Thursday Technicalities – Cover Designers and Your Cover

Okay, this won’t be a terribly long post since the only covers I tend to do are the artistic, silhouette-style covers you see on some of the re-covered classics. You know, the ones with the flowy, decorative fonts and more of a focus on shapes and color than fancy Photoshop skills. So I’m not really the person to talk to if you want to a lot about cover design like you see on most books. And that’s not the focus of this blog anyway.

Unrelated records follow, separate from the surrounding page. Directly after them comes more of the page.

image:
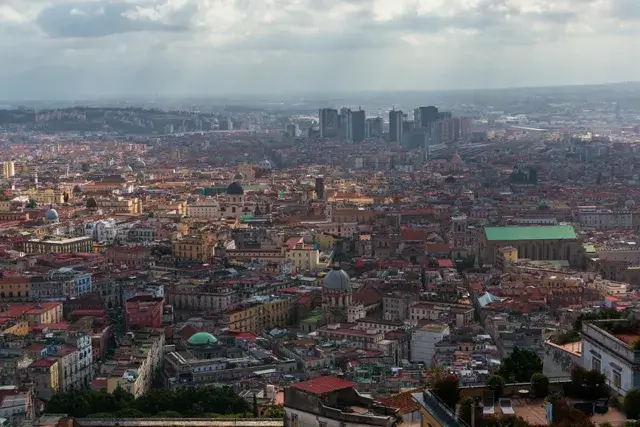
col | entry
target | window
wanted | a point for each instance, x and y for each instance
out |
(617, 380)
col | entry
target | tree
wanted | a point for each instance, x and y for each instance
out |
(540, 385)
(447, 389)
(520, 366)
(255, 405)
(496, 383)
(632, 403)
(274, 411)
(467, 406)
(590, 385)
(186, 402)
(168, 414)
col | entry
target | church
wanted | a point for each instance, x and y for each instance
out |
(337, 298)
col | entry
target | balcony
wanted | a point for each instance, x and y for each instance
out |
(596, 334)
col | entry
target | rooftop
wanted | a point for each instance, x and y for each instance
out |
(545, 232)
(323, 385)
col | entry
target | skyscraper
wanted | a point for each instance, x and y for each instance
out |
(329, 123)
(373, 127)
(346, 124)
(395, 125)
(358, 125)
(424, 116)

But, if you’re an author, you do have to know how to handle your cover. It’s the very first thing a reader sees, and readers do, unfortunately, judge a book by the cover. This can be turned to your advantage, but only if you’ve gotten a designer who designs or have yourself learned to design cover art that’s a match with the genre and the feel of the book. If you haven’t… Well, your cover may send the wrong message.

The main things you need to know about cover art are as follows:

  • Designers are not one-size fits all.
  • You must own the image rights.
  • You want the cover to fit the genre: the goal is not to necessarily stand out but to fit in while giving readers a general idea of what your story is about.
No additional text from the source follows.